The A380 might not have been a good size comparison, as these planes are gigantic. It makes a Saturn V rocket look somewhat unimpressive. So today, I made this size comparison too.

Click to embiggen.

The Iowa class is one of the biggest warships ever build. Even slightly longer than the Yamato, though not nearly as thick in the hips. Even the flimsy looking Nebulon-B frigate that disappears in the background in battles between the big hitters in Star Wars is bigger than that.

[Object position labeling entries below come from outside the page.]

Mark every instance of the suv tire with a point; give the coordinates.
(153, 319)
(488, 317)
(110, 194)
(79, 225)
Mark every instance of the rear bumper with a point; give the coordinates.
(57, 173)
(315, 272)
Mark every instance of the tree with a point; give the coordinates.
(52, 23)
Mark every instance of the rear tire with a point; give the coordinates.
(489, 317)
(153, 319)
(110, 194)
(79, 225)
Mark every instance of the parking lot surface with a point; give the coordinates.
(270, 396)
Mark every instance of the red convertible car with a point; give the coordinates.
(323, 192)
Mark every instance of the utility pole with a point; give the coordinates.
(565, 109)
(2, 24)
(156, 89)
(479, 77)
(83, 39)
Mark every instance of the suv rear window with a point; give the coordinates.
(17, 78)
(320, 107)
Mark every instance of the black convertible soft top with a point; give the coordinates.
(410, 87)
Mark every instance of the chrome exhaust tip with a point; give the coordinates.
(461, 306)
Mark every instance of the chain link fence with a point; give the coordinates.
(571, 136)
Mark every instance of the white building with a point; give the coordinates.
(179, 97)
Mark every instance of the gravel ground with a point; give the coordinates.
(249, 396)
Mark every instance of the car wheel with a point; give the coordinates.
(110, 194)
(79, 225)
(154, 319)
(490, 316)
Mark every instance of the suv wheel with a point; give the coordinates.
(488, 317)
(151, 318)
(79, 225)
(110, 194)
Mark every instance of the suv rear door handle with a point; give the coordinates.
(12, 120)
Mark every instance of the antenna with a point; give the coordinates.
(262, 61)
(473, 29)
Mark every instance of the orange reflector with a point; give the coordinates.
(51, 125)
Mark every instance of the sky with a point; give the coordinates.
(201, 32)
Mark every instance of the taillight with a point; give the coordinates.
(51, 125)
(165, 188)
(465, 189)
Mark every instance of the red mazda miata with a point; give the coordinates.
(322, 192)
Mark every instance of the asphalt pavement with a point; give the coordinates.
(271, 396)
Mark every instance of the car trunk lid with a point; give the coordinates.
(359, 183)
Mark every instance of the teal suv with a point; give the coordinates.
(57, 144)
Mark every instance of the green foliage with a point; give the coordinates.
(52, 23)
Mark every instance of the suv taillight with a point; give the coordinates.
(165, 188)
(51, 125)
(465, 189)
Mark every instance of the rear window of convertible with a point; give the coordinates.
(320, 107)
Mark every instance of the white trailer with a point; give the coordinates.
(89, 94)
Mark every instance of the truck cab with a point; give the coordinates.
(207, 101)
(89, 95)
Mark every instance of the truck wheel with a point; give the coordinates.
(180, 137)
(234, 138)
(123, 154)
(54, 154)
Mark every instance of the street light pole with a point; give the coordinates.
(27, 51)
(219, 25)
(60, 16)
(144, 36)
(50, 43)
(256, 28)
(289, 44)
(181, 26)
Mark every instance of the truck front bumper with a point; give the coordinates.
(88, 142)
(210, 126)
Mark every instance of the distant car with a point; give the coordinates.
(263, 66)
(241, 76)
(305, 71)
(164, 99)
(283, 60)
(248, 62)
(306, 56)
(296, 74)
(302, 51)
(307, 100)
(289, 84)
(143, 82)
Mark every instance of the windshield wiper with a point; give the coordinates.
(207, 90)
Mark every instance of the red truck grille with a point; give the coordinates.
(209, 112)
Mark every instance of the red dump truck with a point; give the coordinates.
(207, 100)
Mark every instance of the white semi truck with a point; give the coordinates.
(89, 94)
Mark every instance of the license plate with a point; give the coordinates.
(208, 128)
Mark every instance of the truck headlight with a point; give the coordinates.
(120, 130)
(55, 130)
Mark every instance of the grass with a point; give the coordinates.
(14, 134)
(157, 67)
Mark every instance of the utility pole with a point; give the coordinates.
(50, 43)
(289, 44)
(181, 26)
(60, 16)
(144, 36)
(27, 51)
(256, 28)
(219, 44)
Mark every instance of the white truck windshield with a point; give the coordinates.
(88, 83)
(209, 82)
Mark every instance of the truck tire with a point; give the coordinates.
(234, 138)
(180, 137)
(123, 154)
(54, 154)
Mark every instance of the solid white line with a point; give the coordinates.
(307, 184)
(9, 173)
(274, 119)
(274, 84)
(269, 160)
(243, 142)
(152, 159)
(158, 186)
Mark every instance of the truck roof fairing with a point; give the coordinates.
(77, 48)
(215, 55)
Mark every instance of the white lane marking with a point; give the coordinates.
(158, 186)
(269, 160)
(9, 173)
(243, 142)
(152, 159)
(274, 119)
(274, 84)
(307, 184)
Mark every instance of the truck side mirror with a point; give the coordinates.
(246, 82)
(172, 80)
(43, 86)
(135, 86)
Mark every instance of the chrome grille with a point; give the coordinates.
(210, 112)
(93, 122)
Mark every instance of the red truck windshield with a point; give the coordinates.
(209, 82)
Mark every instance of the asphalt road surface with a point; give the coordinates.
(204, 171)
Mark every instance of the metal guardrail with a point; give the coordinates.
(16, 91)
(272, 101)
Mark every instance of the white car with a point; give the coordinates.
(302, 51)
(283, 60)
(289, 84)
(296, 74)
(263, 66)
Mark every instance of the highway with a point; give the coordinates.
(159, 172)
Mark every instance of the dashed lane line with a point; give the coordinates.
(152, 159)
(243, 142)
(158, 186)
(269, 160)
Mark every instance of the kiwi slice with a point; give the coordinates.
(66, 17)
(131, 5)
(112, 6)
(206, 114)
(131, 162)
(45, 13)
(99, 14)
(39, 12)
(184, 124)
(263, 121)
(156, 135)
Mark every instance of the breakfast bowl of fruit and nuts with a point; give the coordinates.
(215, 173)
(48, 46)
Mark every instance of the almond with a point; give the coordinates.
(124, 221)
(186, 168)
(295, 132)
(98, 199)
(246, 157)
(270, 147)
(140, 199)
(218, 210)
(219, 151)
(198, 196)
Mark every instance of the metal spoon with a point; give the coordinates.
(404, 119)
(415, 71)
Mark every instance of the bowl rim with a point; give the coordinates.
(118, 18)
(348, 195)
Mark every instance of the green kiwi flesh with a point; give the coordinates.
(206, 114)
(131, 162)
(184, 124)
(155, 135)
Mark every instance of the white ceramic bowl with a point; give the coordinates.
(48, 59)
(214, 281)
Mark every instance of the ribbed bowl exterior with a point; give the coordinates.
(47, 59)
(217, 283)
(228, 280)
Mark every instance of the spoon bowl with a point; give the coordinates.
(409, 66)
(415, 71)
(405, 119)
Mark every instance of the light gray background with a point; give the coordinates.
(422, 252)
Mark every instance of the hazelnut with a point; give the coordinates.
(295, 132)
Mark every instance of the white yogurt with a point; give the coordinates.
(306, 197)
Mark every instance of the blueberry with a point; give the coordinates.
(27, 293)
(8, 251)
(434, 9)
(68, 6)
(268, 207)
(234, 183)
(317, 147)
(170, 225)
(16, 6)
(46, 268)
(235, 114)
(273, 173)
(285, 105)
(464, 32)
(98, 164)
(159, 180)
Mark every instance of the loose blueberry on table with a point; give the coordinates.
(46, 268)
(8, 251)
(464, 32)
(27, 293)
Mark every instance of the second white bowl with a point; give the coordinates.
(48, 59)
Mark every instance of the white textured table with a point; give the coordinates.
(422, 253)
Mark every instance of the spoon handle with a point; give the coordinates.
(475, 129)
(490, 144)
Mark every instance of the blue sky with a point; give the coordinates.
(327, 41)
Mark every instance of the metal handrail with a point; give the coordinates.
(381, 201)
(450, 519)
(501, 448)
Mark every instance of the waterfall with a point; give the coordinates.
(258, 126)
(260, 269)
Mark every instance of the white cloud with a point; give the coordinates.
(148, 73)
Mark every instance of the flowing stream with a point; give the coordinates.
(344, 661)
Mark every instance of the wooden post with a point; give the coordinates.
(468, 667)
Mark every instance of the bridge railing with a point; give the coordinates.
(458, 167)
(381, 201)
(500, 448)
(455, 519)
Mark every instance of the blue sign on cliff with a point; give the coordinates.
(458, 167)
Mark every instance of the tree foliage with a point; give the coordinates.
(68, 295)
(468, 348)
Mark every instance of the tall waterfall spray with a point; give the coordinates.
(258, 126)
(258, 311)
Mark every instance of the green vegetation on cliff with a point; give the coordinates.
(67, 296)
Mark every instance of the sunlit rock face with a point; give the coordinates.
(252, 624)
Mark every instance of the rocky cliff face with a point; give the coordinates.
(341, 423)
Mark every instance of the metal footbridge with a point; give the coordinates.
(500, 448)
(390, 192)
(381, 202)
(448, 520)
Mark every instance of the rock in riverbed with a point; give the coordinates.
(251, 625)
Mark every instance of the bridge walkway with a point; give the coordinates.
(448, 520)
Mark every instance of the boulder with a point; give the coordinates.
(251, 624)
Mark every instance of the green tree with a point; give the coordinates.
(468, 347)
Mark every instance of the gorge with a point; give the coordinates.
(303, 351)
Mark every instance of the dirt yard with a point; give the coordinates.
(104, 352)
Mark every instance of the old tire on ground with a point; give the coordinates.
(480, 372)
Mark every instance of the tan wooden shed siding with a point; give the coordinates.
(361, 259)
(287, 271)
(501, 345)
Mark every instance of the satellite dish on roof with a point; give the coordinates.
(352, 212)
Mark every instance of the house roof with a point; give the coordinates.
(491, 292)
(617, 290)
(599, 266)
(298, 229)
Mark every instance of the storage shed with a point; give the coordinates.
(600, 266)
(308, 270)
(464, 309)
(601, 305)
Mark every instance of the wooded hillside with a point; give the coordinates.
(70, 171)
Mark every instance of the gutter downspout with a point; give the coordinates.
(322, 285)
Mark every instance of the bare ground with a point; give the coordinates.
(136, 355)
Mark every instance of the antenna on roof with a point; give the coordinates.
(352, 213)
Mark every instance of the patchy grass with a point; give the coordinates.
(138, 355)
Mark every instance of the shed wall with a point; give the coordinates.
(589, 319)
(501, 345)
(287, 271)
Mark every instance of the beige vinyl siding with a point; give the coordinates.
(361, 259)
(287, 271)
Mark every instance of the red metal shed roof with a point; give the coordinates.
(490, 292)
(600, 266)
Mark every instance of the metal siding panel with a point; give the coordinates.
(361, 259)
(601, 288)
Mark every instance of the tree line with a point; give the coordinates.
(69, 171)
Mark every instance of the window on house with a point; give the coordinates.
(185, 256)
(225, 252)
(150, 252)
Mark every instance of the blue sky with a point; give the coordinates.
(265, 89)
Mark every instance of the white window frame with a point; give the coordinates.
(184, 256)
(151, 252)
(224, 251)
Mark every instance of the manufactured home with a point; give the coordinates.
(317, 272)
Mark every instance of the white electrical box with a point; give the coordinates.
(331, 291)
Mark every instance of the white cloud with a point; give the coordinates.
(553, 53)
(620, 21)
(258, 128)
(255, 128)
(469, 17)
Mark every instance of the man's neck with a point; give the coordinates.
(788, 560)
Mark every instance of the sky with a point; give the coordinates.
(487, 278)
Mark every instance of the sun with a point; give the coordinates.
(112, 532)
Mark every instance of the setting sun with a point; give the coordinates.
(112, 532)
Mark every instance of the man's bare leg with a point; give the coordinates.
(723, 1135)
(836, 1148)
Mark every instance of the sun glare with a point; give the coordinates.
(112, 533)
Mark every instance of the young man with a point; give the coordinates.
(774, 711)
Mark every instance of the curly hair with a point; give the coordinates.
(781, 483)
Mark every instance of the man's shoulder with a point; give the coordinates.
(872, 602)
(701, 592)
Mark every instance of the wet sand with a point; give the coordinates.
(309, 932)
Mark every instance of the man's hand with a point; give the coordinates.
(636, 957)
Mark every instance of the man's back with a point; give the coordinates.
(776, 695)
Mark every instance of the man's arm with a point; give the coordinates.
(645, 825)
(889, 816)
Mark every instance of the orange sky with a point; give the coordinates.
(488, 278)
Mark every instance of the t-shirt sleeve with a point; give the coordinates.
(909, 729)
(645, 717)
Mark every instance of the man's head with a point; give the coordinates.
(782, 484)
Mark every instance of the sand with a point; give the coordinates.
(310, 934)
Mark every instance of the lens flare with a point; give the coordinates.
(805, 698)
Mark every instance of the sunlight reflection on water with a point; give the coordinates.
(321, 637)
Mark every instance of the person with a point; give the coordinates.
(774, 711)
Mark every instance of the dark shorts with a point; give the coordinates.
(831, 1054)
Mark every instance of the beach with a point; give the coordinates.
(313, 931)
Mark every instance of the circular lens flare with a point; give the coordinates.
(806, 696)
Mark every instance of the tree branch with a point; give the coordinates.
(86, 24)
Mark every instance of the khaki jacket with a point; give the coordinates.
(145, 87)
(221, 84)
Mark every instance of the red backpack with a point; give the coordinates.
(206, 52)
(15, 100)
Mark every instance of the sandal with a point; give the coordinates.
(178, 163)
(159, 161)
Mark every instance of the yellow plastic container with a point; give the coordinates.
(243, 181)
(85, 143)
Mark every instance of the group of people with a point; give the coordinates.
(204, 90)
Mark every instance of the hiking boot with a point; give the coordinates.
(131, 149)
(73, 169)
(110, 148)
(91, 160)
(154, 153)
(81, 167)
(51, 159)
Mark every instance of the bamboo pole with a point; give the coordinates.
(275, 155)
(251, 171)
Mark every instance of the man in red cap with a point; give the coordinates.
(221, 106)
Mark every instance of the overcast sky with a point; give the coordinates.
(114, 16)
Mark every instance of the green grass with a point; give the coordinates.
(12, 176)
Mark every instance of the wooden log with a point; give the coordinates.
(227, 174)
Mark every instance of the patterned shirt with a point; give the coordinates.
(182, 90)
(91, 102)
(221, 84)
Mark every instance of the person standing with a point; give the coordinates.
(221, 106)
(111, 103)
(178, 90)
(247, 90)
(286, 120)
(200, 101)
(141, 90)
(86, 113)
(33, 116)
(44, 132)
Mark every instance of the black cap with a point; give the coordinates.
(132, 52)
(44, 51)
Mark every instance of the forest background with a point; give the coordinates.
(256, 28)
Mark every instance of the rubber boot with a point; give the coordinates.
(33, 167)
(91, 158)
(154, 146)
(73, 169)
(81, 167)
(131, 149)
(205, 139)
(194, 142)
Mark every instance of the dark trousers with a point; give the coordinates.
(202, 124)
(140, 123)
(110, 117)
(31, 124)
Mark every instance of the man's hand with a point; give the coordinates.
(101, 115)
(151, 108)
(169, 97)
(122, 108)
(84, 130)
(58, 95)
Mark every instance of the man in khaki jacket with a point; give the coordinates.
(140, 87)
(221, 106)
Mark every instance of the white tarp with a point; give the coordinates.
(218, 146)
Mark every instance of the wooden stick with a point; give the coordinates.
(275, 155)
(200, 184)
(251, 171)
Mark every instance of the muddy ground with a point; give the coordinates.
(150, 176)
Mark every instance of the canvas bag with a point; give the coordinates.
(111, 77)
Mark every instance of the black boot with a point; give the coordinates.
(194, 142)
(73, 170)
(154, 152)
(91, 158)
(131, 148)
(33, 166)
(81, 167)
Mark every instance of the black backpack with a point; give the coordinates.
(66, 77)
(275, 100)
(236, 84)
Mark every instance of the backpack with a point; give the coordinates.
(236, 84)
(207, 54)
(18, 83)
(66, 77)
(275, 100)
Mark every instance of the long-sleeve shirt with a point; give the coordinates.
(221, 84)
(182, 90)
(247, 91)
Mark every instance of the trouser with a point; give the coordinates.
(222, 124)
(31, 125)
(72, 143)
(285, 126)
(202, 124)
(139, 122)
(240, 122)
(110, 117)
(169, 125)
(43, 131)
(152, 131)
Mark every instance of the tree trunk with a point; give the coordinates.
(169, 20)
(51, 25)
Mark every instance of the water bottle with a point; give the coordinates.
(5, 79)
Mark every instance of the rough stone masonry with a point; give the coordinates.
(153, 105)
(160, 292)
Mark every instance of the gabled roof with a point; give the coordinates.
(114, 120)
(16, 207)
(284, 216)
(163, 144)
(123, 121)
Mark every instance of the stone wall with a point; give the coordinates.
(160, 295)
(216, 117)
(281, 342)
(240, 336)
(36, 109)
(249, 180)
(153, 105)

The A320 is by far the most common plane for passenger flights inside Europe. It’s the only plane I’ve ever been on, and when you look out the window at an airport terminal, almost everything is either an A320 or equivalent size. It’s volume can be approximated as a cylinder 37 meters long and 4 meters wide, plus let’s say +20% for the wings. Which comes out as 40 tons of liquid hydrogen. That’s only 40% the minimum size for a ship to install even the smallest possible Jump Drive. The classic Free Trader is a 200 ton ship. Five times as a big as an A320.

I also calculated that the Millennium Falcon would be 160 tons. That’s 4 times the volume of an A320. Can that be right?

It indeed does check out. It’s a bit sad that we never got any wide shots of it with people crawling under and over it (probably because that would be much more expensive to film), but it is a pretty big ship.